Uitspraak
1.Procesverloop in cassatie
2.Beoordeling van het eerste cassatiemiddel
3.Beoordeling van het tweede cassatiemiddel
4.Beslissing
17 oktober 2023.
Hoge Raad
In deze zaak heeft de Hoge Raad op 17 oktober 2023 uitspraak gedaan in een cassatieprocedure tegen een beslissing van het gerechtshof Arnhem-Leeuwarden van 20 oktober 2021. Het beroep in cassatie is ingesteld door de betrokkene, die werd bijgestaan door advocaat J. Boksem. De advocaat-generaal B.F. Keulen heeft geconcludeerd tot verwerping van het beroep. De Hoge Raad heeft de klachten over de uitspraak van het hof beoordeeld en geconcludeerd dat deze klachten niet kunnen leiden tot vernietiging van de uitspraak. Dit oordeel is niet gemotiveerd, omdat het niet nodig was om vragen te beantwoorden die van belang zijn voor de eenheid of ontwikkeling van het recht, zoals vermeld in artikel 81 lid 1 van de Wet op de rechterlijke organisatie.
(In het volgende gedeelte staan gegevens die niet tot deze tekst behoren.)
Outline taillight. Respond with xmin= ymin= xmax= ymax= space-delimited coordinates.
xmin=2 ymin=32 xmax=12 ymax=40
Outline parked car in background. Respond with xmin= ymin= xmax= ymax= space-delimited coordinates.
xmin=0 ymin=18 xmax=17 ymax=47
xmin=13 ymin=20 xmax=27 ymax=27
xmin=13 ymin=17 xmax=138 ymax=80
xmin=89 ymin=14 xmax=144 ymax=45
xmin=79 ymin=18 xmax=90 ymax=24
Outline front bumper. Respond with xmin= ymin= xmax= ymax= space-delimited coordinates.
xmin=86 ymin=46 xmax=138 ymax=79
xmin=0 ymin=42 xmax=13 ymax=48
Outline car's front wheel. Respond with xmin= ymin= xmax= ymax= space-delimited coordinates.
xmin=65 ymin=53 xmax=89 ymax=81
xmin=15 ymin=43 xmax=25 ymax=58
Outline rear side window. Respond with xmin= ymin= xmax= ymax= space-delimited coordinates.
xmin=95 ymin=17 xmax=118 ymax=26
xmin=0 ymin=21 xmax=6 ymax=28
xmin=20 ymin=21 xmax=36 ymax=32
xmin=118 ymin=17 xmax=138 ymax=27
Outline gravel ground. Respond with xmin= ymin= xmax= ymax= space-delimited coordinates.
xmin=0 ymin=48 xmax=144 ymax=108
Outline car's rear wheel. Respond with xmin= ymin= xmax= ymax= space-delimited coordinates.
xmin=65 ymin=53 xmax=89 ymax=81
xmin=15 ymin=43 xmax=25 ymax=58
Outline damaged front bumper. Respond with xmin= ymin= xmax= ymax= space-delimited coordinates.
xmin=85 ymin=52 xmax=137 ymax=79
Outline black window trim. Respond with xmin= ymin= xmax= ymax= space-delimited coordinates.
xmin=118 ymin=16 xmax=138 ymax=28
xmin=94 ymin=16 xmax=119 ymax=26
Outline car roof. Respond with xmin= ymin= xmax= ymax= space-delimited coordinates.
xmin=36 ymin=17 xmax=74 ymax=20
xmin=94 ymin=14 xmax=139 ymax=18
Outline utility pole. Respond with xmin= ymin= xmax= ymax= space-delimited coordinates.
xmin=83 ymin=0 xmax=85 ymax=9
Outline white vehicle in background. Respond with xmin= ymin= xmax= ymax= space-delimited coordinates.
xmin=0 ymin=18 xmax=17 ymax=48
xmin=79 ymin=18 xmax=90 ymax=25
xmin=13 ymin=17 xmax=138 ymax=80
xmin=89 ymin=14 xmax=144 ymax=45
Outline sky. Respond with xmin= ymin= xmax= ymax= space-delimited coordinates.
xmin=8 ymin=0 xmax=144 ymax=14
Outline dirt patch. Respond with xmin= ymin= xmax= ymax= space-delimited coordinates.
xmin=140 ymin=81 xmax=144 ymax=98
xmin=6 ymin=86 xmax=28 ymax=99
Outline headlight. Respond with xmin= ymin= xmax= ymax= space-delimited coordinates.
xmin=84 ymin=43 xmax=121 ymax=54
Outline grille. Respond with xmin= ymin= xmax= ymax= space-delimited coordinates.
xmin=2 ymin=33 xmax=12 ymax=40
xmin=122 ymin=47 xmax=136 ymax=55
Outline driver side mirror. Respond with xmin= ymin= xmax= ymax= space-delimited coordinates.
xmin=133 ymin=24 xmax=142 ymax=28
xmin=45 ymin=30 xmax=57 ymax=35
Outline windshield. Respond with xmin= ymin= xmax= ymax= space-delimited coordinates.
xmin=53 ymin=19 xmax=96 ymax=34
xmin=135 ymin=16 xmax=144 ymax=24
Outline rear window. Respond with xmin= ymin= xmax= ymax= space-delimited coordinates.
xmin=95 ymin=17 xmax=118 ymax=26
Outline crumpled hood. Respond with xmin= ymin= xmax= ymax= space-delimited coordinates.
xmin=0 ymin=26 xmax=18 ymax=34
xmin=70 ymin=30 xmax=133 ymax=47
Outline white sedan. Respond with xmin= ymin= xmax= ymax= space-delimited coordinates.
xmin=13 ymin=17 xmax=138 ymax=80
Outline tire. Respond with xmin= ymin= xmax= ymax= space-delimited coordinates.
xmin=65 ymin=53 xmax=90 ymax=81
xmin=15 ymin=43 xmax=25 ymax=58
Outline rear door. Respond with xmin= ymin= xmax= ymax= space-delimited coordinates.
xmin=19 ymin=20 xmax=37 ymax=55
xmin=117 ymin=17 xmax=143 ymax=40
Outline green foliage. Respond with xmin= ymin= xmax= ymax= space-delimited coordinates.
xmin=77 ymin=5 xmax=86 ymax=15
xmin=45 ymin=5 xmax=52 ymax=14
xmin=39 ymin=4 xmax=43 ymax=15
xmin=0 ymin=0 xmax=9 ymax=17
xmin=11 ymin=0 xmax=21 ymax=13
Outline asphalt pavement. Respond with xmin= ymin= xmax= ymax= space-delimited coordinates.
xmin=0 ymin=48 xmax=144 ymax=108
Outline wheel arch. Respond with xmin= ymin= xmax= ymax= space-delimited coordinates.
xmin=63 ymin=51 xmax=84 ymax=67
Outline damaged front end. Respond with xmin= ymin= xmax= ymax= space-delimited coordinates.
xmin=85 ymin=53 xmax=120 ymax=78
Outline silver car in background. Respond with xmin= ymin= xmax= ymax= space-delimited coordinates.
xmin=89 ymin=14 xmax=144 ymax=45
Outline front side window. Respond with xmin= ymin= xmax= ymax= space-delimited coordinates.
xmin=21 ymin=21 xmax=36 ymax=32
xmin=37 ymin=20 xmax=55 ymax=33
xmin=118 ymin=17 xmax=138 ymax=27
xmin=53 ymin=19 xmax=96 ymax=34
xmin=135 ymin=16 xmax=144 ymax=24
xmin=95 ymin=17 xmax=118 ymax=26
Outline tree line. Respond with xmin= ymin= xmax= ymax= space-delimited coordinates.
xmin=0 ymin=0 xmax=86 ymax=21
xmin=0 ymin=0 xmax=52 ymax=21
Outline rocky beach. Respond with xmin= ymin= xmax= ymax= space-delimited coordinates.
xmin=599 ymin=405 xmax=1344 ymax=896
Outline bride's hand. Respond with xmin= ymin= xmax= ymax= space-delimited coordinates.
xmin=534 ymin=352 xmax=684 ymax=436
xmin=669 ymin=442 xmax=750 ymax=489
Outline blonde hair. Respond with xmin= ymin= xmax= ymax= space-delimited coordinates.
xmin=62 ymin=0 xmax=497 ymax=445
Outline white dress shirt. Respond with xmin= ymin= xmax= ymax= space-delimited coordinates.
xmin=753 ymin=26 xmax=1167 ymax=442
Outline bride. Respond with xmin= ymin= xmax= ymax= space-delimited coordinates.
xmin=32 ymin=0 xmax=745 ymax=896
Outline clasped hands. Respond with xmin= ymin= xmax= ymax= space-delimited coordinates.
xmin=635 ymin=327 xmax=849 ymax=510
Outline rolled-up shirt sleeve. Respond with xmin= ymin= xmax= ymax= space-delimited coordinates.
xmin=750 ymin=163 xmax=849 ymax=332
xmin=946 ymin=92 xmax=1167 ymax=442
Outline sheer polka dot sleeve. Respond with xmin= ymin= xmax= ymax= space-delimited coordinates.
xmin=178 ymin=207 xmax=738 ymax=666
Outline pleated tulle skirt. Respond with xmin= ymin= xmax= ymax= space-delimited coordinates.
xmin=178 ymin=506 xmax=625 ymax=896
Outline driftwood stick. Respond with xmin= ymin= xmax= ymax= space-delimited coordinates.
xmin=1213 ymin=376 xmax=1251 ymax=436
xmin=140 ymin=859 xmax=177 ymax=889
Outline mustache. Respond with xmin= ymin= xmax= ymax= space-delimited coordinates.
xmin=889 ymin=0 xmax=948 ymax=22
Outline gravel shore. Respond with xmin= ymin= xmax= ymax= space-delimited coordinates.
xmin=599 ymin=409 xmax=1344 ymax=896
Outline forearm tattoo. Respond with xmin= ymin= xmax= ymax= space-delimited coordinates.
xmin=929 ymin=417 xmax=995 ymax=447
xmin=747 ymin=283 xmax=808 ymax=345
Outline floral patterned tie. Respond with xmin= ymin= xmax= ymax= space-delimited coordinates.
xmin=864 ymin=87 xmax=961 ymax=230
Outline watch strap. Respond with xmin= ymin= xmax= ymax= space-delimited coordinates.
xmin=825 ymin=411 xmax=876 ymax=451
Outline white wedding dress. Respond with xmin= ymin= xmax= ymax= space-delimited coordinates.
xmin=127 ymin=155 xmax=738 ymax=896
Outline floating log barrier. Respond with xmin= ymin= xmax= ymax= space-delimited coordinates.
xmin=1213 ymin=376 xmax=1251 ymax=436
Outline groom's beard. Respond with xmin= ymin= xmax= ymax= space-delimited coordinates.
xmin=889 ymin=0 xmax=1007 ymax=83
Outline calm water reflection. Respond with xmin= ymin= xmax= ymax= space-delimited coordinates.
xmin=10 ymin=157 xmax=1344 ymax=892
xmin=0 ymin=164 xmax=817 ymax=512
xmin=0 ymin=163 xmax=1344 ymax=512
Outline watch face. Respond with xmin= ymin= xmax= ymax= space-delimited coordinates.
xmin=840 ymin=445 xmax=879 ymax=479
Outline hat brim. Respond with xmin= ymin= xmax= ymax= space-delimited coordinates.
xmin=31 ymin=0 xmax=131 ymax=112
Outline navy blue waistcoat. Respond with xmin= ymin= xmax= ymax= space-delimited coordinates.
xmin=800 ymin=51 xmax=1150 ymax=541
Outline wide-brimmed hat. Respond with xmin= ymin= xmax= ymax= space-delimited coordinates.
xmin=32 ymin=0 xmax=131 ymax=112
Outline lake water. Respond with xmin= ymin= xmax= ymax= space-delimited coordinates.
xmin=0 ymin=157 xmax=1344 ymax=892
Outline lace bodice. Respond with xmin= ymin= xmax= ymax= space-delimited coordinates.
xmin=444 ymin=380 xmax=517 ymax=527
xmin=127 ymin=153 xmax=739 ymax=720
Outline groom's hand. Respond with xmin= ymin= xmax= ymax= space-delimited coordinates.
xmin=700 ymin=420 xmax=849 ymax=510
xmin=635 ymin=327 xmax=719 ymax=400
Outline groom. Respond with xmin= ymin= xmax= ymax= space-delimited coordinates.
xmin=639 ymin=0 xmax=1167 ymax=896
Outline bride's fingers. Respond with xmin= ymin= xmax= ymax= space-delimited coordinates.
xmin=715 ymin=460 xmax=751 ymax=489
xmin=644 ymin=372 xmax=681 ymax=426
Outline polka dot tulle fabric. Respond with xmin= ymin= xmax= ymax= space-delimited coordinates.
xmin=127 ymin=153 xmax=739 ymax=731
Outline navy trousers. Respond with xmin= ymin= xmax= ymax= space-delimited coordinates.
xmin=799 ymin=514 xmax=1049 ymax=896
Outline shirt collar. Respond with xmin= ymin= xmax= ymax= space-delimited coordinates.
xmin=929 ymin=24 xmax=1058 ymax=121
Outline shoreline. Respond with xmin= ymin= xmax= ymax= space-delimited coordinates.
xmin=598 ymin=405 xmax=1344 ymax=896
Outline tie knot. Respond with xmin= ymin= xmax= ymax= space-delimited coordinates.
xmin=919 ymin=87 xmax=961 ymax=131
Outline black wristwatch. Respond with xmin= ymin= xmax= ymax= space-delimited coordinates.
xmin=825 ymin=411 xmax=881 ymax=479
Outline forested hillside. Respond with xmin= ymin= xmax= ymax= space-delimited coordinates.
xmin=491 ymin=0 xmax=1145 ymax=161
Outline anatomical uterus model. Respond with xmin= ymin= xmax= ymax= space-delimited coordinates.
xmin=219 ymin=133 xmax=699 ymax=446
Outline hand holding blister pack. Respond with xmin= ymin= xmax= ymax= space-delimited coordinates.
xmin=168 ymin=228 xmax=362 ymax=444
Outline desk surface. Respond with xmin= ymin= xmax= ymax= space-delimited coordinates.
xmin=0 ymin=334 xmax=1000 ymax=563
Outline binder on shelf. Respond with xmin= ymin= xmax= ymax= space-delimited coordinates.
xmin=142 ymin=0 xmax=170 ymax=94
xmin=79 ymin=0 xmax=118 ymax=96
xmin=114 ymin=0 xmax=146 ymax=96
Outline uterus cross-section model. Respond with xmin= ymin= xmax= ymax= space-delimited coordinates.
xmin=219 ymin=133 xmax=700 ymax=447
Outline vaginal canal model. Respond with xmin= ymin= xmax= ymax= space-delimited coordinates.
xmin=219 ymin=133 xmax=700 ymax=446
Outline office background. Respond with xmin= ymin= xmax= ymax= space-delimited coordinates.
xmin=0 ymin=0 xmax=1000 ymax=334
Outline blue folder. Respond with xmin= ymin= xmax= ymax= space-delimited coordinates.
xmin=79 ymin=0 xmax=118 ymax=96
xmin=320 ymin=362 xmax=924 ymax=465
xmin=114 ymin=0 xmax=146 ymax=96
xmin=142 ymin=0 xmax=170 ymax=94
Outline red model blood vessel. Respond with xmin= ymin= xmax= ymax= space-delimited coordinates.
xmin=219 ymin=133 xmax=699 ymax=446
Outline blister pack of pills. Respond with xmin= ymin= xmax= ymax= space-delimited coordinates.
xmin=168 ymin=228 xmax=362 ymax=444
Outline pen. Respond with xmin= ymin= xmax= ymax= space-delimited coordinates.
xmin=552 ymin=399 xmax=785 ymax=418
Daarnaast is er een tweede cassatiemiddel ingediend, dat stelt dat de redelijke termijn, zoals bedoeld in artikel 6 lid 1 van het Europees Verdrag tot bescherming van de rechten van de mens, is overschreden. Dit middel is gegrond, maar leidt niet tot cassatie. De Hoge Raad heeft vastgesteld dat ook in de samenhangende strafzaak, die onder nummer 21/04444 in cassatie aanhangig is, de redelijke termijn is overschreden. De Hoge Raad heeft besloten dat het hof ‘s-Hertogenbosch zal beoordelen of deze overschrijding tot compensatie moet leiden. De Hoge Raad volstaat met de constatering dat de redelijke termijn is overschreden zonder verdere rechtsgevolgen aan deze constatering te verbinden.
Uiteindelijk heeft de Hoge Raad het beroep verworpen, waarmee de uitspraak van het gerechtshof in stand blijft.